The New York Times (NYT) has recently updated its terms of service (TOS) to forbid the scraping of its articles and images for artificial intelligence (AI) training. This move comes during a time when tech companies have been capitalizing on AI language applications, such as ChatGPT and Google Bard, which have obtained their capabilities through unauthorized data scraping.
The updated terms explicitly state that the use of Times content—including articles, videos, images, and metadata—for AI model training requires express written permission. Any attempt to develop software programs, including machine learning or AI systems, using NYT’s content without prior consent is strictly prohibited.
In light of non-compliance, the NYT outlines the potential consequences, including civil, criminal, and administrative penalties imposed on both users and individuals assisting the users.
While these restrictions may seem intimidating, previous instances indicate that widespread scraping of internet data for machine learning purposes often goes unchecked. Many existing large language models, such as GPT-4, Claude 2, Llama 2, and PaLM 2, have all been trained on vast datasets obtained through web scraping.
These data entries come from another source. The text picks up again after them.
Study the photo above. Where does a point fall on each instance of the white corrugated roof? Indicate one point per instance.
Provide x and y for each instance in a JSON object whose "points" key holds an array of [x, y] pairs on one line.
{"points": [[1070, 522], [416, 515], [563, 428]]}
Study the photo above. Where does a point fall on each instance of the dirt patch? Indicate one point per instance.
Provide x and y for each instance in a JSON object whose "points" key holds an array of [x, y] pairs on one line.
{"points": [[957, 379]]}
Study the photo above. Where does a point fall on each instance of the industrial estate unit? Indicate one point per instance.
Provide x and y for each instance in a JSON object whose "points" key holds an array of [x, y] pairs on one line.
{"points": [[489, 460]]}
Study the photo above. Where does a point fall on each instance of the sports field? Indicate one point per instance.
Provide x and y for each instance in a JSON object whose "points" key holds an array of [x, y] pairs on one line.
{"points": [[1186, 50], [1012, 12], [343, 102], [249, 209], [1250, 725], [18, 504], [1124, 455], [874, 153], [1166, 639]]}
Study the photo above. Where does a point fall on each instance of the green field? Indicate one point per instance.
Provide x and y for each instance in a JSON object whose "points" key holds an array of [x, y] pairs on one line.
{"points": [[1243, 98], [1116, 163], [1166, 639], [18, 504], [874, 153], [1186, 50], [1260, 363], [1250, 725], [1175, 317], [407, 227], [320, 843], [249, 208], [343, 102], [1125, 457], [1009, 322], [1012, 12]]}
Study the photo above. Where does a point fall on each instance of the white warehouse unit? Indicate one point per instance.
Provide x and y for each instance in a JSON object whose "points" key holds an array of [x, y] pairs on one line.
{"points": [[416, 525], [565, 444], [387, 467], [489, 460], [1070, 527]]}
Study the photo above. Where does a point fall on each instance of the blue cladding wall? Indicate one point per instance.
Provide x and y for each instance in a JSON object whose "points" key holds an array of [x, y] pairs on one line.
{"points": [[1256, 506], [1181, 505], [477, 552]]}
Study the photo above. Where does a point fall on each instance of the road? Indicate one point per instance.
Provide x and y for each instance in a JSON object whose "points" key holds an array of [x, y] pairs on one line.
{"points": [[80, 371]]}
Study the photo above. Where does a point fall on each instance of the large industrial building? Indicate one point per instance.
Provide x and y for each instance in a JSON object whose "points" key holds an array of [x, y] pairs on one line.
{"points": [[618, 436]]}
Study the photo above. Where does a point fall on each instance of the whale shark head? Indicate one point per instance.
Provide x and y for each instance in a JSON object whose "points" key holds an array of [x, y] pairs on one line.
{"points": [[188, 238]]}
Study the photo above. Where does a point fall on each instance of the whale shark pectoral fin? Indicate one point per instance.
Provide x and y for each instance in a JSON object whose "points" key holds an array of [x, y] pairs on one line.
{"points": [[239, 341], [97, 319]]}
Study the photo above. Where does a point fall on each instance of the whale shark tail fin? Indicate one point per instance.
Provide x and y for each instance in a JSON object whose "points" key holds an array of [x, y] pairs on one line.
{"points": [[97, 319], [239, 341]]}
This unsupervised learning process involves feeding web data into neural networks to enable AI models to develop a conceptual understanding of language by analyzing word relationships.
The controversy surrounding the use of scraped data to train AI models has raised legal concerns and even led to a lawsuit accusing OpenAI of plagiarism. In response to these issues, the Associated Press and other news organizations have called for the development of a legal framework to protect content used in AI applications.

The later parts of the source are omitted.